A janela
Fazia algum tempo. Aquela janela entre aberta me perturbava. Na verdade, chamava a atenção aqueles livros aparecendo, me olhando. Era bonito de olhar. Era como se eu acordasse e em minha frente o mar.
E eu olhando, apenas de passagem a janela. Já que o caminho era rápido. Mas o segundo andar, aquelas duas janelas me instigavam. Não pudera eu acreditar que ali viveria alguém. Então, se não estivesse, o mesmo estaria viajando, mas não estava.

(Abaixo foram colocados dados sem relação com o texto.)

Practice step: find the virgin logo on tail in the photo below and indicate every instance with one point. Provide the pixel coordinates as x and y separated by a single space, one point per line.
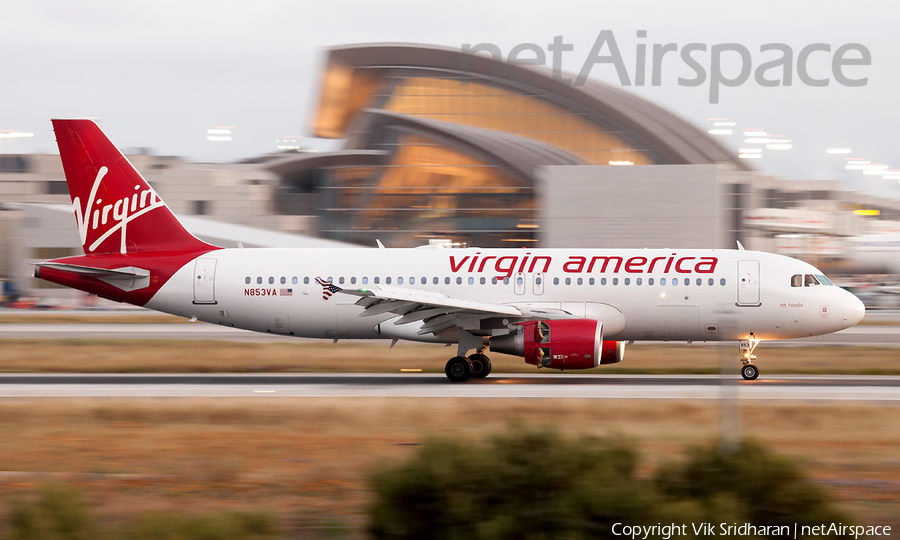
116 215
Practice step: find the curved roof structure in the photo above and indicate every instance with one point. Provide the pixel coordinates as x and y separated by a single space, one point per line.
519 156
662 136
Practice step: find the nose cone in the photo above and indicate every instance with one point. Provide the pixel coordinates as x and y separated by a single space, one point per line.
853 311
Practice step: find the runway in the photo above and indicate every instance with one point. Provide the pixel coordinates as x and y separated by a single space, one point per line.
882 389
866 335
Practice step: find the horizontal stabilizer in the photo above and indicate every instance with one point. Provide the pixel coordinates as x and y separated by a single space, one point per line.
128 278
123 273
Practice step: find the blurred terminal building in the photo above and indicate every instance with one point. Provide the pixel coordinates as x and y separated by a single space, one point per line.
441 145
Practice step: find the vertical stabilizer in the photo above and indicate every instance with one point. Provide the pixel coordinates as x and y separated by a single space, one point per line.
116 210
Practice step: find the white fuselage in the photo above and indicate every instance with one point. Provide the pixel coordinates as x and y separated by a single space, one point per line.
647 295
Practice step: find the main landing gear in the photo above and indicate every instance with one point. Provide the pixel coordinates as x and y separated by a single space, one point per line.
749 371
461 369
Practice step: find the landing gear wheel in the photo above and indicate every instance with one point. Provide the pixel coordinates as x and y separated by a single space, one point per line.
481 366
459 369
749 372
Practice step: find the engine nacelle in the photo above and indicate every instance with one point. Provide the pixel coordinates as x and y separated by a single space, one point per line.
561 344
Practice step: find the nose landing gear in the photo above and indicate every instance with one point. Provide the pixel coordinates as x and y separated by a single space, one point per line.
749 371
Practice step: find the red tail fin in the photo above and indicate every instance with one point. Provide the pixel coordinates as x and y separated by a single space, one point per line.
117 211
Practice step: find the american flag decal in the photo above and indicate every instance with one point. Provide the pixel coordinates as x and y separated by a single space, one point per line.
327 288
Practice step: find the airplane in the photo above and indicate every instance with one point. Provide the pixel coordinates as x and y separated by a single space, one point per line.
564 309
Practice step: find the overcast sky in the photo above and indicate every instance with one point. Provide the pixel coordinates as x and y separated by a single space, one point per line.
159 74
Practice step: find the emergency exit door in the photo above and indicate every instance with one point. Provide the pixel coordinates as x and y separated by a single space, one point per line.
748 283
205 281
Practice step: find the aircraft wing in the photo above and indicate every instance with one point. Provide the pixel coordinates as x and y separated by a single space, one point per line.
439 311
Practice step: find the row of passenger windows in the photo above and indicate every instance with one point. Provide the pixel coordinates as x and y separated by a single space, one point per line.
494 281
798 280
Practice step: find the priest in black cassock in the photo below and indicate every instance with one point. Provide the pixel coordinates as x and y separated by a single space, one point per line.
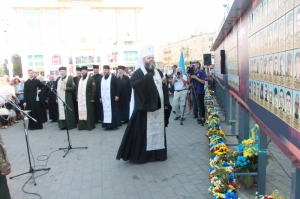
43 98
51 99
76 80
98 106
144 139
125 94
65 87
86 99
109 97
32 87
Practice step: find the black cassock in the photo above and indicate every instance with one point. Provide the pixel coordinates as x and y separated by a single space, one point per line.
98 106
114 91
75 103
43 98
134 142
30 92
124 101
52 105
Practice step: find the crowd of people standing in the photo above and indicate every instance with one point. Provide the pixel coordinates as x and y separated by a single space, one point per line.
106 99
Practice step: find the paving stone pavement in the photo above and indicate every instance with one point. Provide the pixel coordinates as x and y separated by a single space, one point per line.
95 172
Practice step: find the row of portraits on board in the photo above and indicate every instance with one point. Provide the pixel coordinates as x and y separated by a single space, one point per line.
268 11
234 81
281 35
280 68
281 101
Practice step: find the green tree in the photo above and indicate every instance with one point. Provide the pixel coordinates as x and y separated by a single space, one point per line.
3 68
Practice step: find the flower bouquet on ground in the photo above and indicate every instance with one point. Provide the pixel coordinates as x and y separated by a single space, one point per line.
223 182
274 195
246 161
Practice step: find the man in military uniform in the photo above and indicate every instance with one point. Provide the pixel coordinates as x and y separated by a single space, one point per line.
4 170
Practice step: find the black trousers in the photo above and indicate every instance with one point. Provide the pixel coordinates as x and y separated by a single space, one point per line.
4 191
4 120
201 105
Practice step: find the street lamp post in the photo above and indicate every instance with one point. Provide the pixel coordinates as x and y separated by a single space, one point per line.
7 54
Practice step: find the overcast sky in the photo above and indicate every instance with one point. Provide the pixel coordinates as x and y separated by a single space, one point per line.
164 20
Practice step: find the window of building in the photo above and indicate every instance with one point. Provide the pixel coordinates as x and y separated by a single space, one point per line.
35 60
84 59
130 56
128 42
56 60
113 57
70 60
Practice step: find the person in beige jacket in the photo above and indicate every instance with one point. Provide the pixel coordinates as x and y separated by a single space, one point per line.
5 169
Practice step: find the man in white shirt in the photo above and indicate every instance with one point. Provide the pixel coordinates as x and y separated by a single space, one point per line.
180 90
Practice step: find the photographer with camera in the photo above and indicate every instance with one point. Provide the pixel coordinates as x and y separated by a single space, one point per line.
199 83
180 91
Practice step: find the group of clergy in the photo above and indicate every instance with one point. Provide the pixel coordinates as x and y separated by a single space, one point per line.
85 100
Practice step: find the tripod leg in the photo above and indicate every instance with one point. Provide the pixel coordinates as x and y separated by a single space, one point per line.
19 175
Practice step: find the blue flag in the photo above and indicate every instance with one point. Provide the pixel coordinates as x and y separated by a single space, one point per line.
181 63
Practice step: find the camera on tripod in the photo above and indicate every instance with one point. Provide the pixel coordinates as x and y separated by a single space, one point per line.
190 69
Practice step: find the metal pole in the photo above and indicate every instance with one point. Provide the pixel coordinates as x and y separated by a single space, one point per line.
243 127
262 162
227 107
233 115
295 191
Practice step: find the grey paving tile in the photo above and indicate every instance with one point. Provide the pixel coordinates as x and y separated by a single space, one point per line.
95 172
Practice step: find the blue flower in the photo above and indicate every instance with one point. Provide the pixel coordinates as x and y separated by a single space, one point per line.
231 195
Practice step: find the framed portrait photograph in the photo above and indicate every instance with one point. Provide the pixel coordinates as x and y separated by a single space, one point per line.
281 68
281 105
257 92
270 97
297 27
270 68
295 112
275 99
288 5
253 89
296 70
266 91
289 69
288 106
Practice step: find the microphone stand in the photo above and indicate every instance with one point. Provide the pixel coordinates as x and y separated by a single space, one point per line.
66 113
26 116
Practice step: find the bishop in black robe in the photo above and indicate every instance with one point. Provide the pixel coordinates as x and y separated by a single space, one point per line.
125 94
114 100
76 81
43 103
86 122
98 105
146 96
31 87
51 100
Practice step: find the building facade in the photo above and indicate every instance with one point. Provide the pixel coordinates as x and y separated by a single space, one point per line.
193 49
76 33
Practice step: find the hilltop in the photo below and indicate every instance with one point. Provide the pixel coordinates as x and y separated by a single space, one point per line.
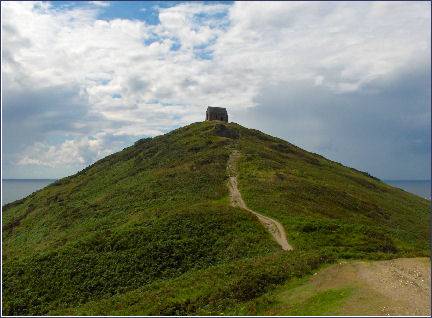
150 230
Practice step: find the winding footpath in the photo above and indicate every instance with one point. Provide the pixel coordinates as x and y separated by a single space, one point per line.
274 227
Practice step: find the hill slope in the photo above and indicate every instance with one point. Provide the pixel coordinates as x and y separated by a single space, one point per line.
149 230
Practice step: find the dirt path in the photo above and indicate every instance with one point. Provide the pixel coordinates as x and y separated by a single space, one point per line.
358 288
394 287
274 227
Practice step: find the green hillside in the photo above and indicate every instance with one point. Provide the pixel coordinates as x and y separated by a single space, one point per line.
149 230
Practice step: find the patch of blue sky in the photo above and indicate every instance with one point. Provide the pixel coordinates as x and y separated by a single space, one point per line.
218 19
175 46
205 51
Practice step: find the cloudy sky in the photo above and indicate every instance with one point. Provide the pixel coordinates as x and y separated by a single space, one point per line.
348 80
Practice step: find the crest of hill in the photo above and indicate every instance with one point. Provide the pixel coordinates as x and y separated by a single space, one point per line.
116 237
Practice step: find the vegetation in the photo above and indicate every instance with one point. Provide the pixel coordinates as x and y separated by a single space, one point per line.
149 230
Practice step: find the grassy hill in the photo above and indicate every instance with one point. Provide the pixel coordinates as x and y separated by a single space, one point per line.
149 230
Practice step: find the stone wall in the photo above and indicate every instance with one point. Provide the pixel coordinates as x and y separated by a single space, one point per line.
217 113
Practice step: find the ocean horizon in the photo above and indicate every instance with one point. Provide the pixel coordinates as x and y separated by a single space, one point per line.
15 189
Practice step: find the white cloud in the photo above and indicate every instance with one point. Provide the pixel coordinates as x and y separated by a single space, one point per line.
131 76
103 4
69 153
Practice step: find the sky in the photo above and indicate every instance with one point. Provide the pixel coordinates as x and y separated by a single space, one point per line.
348 80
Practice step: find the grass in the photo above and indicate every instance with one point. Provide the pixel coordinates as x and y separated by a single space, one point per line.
149 230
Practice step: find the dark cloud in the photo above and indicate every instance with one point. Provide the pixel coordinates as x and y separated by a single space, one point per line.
383 129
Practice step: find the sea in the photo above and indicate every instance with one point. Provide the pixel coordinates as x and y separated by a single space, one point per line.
14 189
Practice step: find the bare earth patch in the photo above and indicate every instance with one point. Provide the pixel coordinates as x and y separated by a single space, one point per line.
274 227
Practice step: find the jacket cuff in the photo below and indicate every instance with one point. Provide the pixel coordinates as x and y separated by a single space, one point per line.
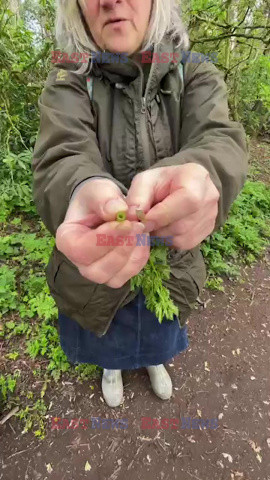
88 179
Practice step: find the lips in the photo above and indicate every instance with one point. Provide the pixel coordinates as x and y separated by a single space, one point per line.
115 20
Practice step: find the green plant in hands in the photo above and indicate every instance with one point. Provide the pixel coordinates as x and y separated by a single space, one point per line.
150 280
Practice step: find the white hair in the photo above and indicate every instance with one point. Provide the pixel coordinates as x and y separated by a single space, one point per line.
72 32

Depois de tantos anos, como pude só agora saber que ali vive um homem solitário? Sim. Um promotor de justiça aposentado por invalidez. Motivo: depressão profunda.
Mas como ainda não se suicidara? Em tantos anos morando no mesmo lugar, aquele apartamento sempre fechado, justo o apartamento da minha frente. Como não fui capaz de imaginar que um ser habita aquele ambiente escuro, mas repleto de vida, de livros?

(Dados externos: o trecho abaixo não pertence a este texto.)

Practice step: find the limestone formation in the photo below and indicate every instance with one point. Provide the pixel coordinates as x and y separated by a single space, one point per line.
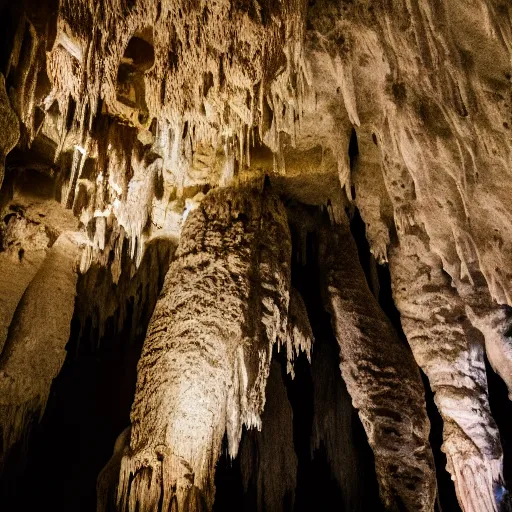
451 355
381 376
226 128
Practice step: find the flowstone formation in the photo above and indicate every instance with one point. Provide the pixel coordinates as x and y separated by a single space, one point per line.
331 174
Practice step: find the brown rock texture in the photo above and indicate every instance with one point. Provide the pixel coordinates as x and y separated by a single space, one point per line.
128 122
451 354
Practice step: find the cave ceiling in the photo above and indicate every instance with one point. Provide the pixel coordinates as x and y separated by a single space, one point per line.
238 134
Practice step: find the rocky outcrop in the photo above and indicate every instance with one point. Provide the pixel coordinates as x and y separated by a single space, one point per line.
206 358
144 119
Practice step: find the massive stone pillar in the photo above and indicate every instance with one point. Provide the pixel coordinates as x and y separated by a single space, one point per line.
35 348
381 376
495 323
207 353
451 354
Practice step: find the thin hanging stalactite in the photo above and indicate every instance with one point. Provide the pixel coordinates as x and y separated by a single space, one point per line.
381 376
447 349
35 347
206 357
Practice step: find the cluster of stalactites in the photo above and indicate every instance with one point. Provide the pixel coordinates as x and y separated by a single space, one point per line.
206 358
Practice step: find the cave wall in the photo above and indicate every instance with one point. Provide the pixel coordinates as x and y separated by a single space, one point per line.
170 173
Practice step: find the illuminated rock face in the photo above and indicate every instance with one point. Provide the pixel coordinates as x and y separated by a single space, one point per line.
207 354
214 127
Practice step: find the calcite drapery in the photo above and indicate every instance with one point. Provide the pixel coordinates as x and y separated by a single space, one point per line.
381 376
207 354
452 356
35 347
9 127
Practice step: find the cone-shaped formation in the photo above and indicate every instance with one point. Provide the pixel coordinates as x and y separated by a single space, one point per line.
35 347
207 354
381 376
332 426
267 458
449 351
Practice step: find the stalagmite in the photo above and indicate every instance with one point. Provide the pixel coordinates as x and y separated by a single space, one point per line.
332 426
268 460
9 127
35 347
495 323
381 376
207 354
451 354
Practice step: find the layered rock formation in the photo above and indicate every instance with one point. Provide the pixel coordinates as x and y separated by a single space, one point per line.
232 130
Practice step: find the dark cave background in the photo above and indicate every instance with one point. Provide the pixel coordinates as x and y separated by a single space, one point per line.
90 402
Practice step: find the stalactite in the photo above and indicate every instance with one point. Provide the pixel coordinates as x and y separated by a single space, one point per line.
106 483
450 353
300 336
35 348
207 354
495 324
332 426
267 458
385 385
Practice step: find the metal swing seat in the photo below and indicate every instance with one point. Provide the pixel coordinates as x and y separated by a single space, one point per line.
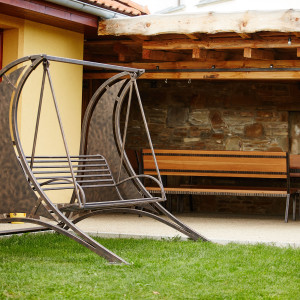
101 177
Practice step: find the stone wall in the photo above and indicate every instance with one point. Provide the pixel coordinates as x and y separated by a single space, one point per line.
220 115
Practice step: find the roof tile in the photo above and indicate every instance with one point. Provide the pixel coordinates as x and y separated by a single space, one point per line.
127 7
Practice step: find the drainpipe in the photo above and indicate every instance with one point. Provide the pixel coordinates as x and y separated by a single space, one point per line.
89 8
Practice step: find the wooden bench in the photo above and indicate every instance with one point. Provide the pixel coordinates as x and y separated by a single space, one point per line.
294 174
230 164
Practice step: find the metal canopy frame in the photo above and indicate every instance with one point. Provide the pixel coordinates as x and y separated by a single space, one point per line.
101 176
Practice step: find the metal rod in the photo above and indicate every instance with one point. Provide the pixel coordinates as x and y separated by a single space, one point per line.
125 131
213 70
37 123
94 65
63 135
147 131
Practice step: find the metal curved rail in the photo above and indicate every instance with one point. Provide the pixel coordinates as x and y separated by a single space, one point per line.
92 246
141 213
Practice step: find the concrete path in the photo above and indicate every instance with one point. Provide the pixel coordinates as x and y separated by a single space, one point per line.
220 229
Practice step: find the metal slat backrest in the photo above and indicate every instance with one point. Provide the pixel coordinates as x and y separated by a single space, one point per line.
52 172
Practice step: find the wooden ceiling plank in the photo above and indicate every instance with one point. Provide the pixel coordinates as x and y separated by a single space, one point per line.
185 44
258 54
162 55
210 23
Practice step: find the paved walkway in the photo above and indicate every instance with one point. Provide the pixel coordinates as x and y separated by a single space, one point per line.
221 228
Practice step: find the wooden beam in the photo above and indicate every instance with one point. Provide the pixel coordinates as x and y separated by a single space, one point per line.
272 75
163 55
209 23
245 35
258 54
219 64
110 42
203 54
125 53
199 53
139 38
289 75
220 43
194 36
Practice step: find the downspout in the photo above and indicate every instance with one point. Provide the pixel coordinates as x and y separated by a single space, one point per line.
89 8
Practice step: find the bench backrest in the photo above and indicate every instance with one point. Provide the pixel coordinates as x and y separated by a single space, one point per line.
217 163
294 165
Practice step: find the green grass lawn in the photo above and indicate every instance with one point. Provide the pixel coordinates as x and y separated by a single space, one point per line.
51 266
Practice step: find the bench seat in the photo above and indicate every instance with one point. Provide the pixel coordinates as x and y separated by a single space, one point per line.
220 191
262 167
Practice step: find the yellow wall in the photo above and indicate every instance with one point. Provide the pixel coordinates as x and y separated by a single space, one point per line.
22 38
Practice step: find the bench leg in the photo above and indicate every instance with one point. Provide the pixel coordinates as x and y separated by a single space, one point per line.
191 203
287 208
294 207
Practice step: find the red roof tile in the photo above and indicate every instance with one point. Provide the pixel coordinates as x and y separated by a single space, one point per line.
126 7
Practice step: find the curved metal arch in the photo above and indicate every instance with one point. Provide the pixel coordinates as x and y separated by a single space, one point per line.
140 213
92 246
14 112
91 106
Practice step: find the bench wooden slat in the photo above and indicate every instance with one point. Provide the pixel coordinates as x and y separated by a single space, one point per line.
209 163
216 191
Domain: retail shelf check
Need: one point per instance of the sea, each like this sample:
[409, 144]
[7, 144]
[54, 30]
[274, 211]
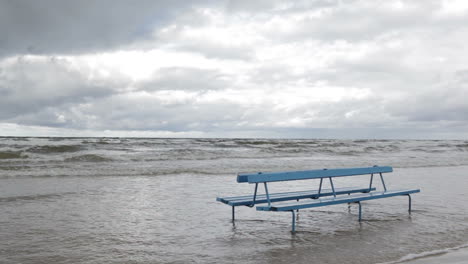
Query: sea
[153, 200]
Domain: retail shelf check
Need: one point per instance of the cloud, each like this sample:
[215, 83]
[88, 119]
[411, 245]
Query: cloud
[71, 27]
[271, 68]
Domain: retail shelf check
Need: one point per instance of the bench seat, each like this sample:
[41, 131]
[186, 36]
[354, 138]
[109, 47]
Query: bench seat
[288, 196]
[290, 206]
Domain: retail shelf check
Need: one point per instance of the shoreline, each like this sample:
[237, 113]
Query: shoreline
[455, 255]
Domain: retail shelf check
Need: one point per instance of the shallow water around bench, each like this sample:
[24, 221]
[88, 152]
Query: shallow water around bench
[177, 220]
[132, 213]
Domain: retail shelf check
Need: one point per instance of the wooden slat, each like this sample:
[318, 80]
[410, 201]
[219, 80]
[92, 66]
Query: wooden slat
[277, 197]
[332, 200]
[309, 174]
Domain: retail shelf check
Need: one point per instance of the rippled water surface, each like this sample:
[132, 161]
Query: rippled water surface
[96, 200]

Porque não me atinei a observar mais, apurar as conversas? Ora, ando tão ocupada. Já não bastam meus problemas, o pouco tempo, não perderei tempo olhando uma janela que me contempla com livros.

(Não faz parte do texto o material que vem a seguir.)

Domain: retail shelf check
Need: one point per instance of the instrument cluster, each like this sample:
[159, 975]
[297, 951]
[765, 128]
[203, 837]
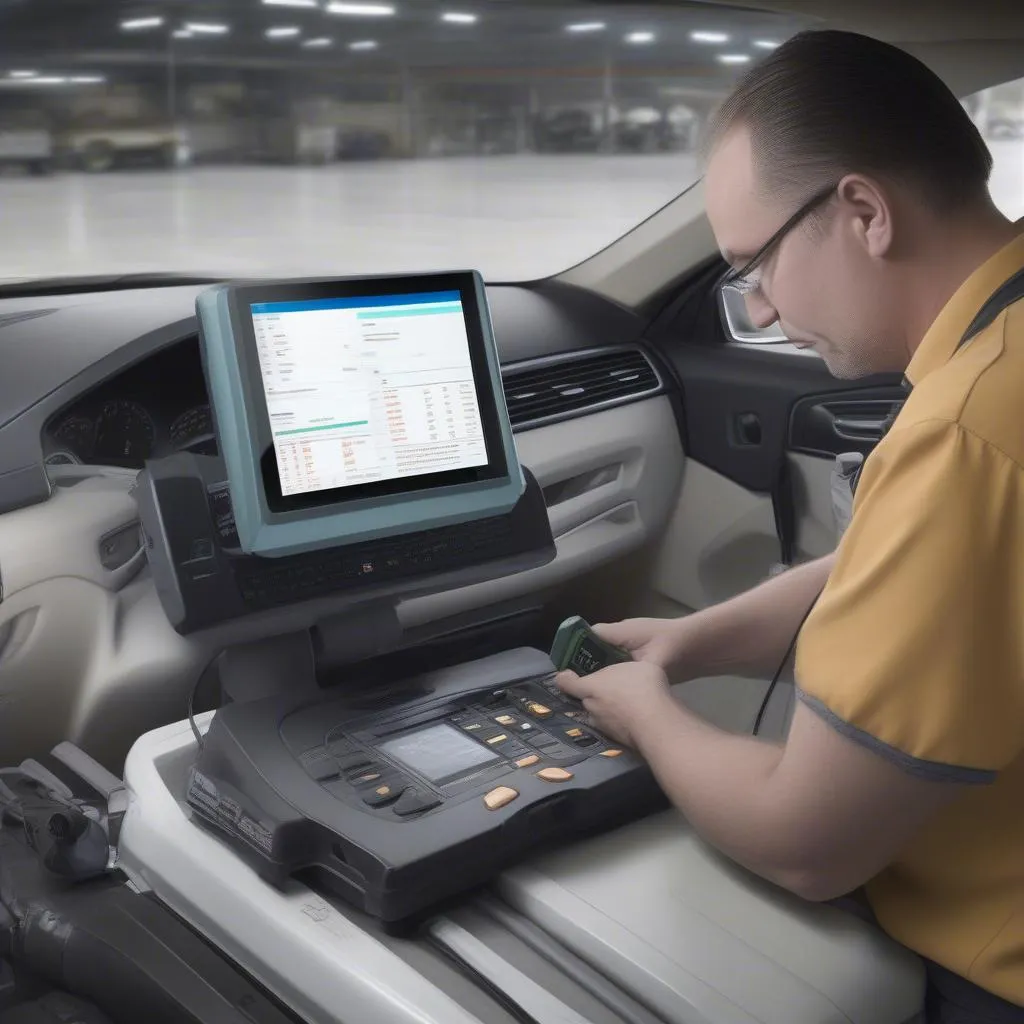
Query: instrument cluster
[157, 407]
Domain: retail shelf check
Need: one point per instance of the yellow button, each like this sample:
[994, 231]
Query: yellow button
[500, 797]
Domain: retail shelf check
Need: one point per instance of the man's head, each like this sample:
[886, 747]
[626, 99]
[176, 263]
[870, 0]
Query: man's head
[863, 158]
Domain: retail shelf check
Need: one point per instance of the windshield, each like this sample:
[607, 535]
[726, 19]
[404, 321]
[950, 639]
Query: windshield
[273, 137]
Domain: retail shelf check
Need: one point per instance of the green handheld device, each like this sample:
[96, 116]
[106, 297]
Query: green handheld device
[579, 648]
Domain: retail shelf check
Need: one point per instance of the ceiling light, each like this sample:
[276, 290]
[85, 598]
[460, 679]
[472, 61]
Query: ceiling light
[360, 9]
[709, 37]
[135, 24]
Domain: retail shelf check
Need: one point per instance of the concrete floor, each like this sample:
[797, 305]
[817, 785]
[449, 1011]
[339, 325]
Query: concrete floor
[512, 217]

Sim, perderei tempo. Eu já perdi. Eu continuo perdendo. Volta e meia, vejo-me olhando para a janela, para os livros, para a sacada fechada o mundo escuro que aquele senhor habita.
Aquele mundo de quatro paredes que é dele. O seu mundo. As suas portas. As suas janelas. O seu ar. E o sol? E a chuva? A lua? De que forma ele vê?
Não sei. Talvez sol, chuva, lua para ele não existem já que ele fez seu mundo, obteve sua escolha, certa ou não. O mundo é dele. Feio sei que não é. Somente a janela com aqueles livros, o mundo que ali se fez é justo. A janela para o mundo e a vida nos livros.